John Moore-Brabazon in a Voisin in 1909
John Cuthbert Moore-Brabazon, 1st Baron Brabazon of Tara (8 February 1884 - 17 May 1964) was a British aviation pioneer.
John Theodore Cuthbert Moore-Brabazon was born in England on February 8, 1884.
He learned to fly in 1908 in France in a Voisin biplane. On October 30 1909, flying a Short Brothers aircraft, he flew a circular mile and won a 1,000 pound prize offered by the Daily Mail newspaper. On November 4 1909 he made the first live cargo flight by airplane when he put a small pig in a waste-paper basket tied to a wing-strut of his airplane. With Charles Rolls he would later make the first ascent in a spherical balloon made in England by the Short brothers.
On March 8 1910 Moore-Brabazon became the first person to qualify as a pilot in Britain and was awarded Royal Aero Club certificate number 1.

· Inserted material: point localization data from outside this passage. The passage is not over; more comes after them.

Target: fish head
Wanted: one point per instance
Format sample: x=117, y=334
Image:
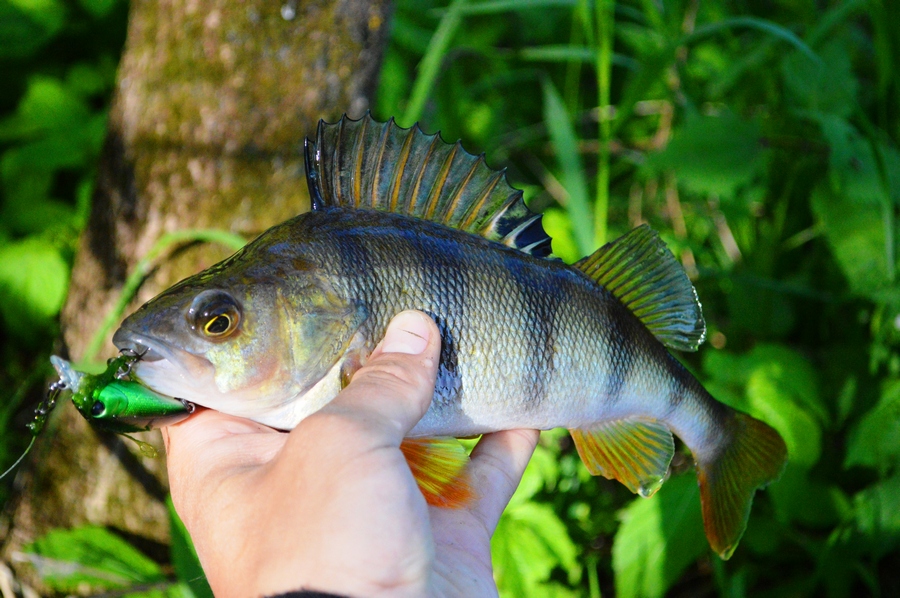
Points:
x=244, y=340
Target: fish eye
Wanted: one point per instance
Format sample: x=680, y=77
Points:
x=214, y=315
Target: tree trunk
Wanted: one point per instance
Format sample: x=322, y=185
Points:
x=213, y=100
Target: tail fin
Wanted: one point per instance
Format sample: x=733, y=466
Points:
x=753, y=457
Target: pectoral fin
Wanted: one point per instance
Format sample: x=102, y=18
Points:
x=439, y=467
x=637, y=452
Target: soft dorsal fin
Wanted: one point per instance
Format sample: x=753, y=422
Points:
x=641, y=272
x=366, y=164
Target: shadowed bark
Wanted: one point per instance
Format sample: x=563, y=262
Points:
x=212, y=103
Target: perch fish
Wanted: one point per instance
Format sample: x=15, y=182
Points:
x=401, y=220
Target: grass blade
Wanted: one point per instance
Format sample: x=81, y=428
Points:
x=565, y=145
x=431, y=62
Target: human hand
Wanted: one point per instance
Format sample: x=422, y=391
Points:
x=332, y=506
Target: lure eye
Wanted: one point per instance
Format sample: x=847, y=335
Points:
x=214, y=315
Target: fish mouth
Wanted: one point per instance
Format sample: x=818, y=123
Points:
x=146, y=349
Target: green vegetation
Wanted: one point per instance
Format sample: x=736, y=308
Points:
x=760, y=140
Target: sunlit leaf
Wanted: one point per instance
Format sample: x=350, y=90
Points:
x=826, y=86
x=565, y=145
x=184, y=557
x=874, y=440
x=529, y=543
x=857, y=237
x=98, y=8
x=878, y=513
x=47, y=105
x=659, y=537
x=713, y=155
x=26, y=25
x=558, y=225
x=33, y=282
x=65, y=559
x=778, y=387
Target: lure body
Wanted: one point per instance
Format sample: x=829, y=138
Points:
x=401, y=221
x=116, y=404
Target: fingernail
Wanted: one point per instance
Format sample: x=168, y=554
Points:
x=408, y=333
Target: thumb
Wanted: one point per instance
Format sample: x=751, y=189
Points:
x=395, y=387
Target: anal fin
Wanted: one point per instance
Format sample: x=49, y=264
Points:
x=637, y=452
x=439, y=467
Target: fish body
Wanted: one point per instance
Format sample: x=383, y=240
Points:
x=402, y=222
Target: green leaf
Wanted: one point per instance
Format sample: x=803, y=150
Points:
x=47, y=105
x=184, y=556
x=529, y=543
x=712, y=155
x=825, y=86
x=26, y=25
x=773, y=29
x=856, y=236
x=878, y=514
x=565, y=146
x=873, y=441
x=659, y=537
x=779, y=387
x=66, y=559
x=559, y=226
x=33, y=282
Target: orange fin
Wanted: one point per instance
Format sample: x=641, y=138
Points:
x=637, y=452
x=754, y=457
x=439, y=467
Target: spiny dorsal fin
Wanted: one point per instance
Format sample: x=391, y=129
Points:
x=643, y=274
x=366, y=164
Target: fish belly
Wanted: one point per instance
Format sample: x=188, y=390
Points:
x=526, y=343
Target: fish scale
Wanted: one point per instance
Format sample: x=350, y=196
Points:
x=401, y=220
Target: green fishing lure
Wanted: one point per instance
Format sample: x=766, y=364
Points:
x=110, y=400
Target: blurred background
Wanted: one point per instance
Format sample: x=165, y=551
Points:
x=759, y=139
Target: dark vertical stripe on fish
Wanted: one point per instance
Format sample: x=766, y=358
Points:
x=444, y=272
x=541, y=300
x=678, y=375
x=621, y=350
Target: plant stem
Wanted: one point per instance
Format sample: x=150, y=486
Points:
x=605, y=26
x=431, y=62
x=142, y=268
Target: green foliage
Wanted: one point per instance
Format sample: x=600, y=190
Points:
x=761, y=140
x=93, y=556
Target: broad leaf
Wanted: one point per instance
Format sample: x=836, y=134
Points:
x=66, y=559
x=659, y=537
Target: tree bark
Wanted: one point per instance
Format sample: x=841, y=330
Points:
x=213, y=100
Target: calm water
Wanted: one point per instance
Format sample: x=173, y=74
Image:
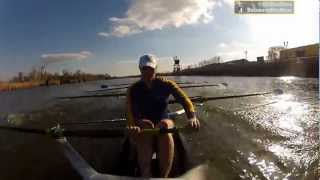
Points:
x=261, y=137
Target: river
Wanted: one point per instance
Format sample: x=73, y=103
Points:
x=274, y=136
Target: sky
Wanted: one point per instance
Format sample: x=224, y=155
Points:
x=109, y=36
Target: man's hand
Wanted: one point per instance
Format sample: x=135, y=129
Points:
x=133, y=130
x=194, y=123
x=142, y=124
x=145, y=124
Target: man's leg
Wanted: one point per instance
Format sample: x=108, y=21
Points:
x=144, y=145
x=165, y=148
x=145, y=151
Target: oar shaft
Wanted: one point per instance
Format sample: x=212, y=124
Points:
x=102, y=133
x=184, y=87
x=25, y=130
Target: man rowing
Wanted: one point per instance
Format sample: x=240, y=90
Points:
x=147, y=104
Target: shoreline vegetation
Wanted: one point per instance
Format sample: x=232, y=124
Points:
x=38, y=78
x=307, y=68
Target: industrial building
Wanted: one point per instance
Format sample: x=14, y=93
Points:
x=300, y=54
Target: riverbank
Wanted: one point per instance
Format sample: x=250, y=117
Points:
x=10, y=86
x=308, y=68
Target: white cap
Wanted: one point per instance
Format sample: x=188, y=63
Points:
x=148, y=60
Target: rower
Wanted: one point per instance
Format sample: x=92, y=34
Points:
x=147, y=105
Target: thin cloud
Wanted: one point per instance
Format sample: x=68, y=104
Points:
x=63, y=57
x=146, y=15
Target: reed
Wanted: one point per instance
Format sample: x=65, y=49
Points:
x=10, y=86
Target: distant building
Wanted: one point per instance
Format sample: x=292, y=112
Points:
x=274, y=53
x=176, y=65
x=301, y=53
x=238, y=61
x=260, y=59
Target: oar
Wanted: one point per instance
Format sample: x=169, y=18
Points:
x=58, y=132
x=193, y=98
x=200, y=99
x=124, y=94
x=125, y=87
x=170, y=114
x=127, y=84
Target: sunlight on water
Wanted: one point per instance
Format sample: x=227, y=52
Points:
x=287, y=79
x=267, y=168
x=292, y=113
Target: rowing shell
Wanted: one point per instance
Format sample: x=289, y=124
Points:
x=127, y=166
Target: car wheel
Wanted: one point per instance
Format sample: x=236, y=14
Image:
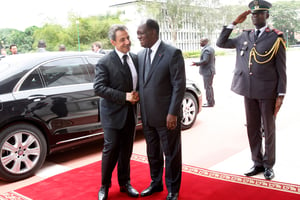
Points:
x=190, y=111
x=23, y=151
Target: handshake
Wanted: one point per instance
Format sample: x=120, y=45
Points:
x=132, y=97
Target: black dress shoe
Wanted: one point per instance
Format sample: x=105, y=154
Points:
x=103, y=193
x=129, y=190
x=151, y=189
x=172, y=196
x=254, y=170
x=269, y=174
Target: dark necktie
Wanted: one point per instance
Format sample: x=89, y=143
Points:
x=127, y=69
x=257, y=34
x=147, y=63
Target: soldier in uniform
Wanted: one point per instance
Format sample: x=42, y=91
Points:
x=259, y=76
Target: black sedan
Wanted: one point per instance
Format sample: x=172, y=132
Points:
x=47, y=103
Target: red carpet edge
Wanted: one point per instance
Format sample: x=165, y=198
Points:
x=255, y=182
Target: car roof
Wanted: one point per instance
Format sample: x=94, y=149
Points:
x=12, y=68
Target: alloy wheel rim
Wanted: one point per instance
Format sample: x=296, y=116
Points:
x=20, y=152
x=189, y=111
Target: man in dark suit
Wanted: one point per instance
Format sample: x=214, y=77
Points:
x=115, y=83
x=161, y=89
x=207, y=70
x=260, y=76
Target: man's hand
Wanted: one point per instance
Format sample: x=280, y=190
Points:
x=241, y=18
x=278, y=103
x=132, y=97
x=171, y=122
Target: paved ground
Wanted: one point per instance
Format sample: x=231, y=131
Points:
x=218, y=139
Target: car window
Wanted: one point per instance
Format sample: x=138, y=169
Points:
x=65, y=72
x=33, y=81
x=93, y=61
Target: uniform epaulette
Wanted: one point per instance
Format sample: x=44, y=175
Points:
x=278, y=32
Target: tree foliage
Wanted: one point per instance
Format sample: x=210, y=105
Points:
x=209, y=15
x=285, y=16
x=90, y=29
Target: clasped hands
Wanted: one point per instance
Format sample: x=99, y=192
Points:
x=132, y=97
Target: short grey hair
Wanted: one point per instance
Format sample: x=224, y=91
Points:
x=114, y=28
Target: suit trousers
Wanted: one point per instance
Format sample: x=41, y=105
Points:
x=208, y=82
x=118, y=144
x=168, y=142
x=260, y=112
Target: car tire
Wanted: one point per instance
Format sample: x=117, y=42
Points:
x=190, y=110
x=23, y=151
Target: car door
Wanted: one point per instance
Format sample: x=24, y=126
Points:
x=67, y=104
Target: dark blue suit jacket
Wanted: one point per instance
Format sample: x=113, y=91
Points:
x=112, y=81
x=163, y=91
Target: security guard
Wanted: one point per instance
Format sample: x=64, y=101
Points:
x=259, y=76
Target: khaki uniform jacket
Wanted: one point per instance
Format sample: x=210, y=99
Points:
x=263, y=77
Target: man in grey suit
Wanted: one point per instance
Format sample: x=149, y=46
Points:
x=161, y=88
x=260, y=76
x=207, y=70
x=116, y=83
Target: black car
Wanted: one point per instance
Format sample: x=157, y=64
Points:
x=47, y=103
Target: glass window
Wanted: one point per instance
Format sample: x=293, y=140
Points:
x=65, y=72
x=93, y=61
x=33, y=81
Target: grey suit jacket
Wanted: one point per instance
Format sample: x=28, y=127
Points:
x=207, y=61
x=112, y=81
x=253, y=79
x=163, y=91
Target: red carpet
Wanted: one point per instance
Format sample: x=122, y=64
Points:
x=197, y=183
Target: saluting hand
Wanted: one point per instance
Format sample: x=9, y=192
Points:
x=241, y=18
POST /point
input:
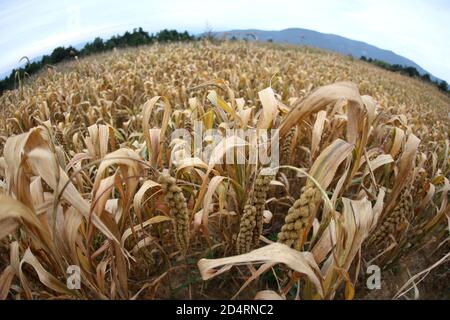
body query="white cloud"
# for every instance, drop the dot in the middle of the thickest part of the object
(415, 29)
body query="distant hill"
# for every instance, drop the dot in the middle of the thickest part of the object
(325, 41)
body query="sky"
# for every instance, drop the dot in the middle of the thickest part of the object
(416, 29)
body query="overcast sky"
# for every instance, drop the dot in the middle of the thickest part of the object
(416, 29)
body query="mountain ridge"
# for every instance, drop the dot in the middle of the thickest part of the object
(327, 41)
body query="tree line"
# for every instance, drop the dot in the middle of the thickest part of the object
(140, 37)
(129, 39)
(408, 71)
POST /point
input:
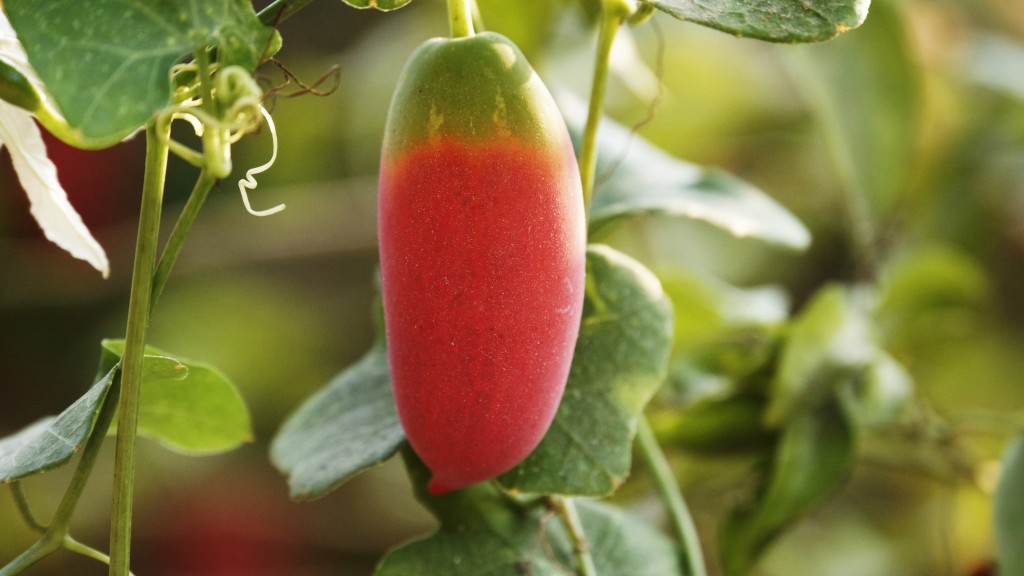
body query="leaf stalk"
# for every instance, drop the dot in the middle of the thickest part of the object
(679, 512)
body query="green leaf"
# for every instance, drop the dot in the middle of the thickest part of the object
(620, 361)
(828, 341)
(50, 442)
(16, 89)
(716, 425)
(774, 21)
(637, 178)
(484, 531)
(382, 5)
(814, 455)
(866, 89)
(346, 427)
(1010, 510)
(185, 406)
(107, 63)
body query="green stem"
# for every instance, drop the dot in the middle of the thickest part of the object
(581, 546)
(610, 21)
(131, 362)
(461, 17)
(22, 501)
(181, 229)
(279, 10)
(682, 522)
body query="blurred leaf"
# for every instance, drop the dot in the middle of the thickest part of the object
(52, 441)
(130, 45)
(711, 305)
(346, 427)
(185, 406)
(885, 394)
(774, 21)
(382, 5)
(997, 63)
(637, 178)
(485, 532)
(620, 361)
(866, 91)
(832, 338)
(1010, 510)
(815, 453)
(929, 293)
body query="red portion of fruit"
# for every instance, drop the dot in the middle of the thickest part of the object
(482, 263)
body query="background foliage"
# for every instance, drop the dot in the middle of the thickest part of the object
(919, 112)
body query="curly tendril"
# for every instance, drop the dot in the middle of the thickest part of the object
(237, 111)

During the First World War he served in the Royal Flying Corps and was awarded the Military Cross. He was instrumental in the development of military aerial photography.
He later entered Parliament and served as Minister of Transport, and later Minister of Aircraft Production under Winston Churchill. He was eventually elevated to the House of Lords as Lord Brabazon of Tara. In 1943 he chaired the Brabazon Committee which planned to develop the post-war British aircraft industry. He was involved in the production of the Bristol Brabazon, a giant airliner that first flew on September 4 1949. It was then and still is (as of 2004) the largest aeroplane built in Britain.
He was given the hereditary title Baron Brabazon of Tara in 1942 and held it to his death in 1964.
A keen golfer, he was captain of the Royal and Ancient Golf Club of St Andrews, the governing body of golf, from 1952-1953.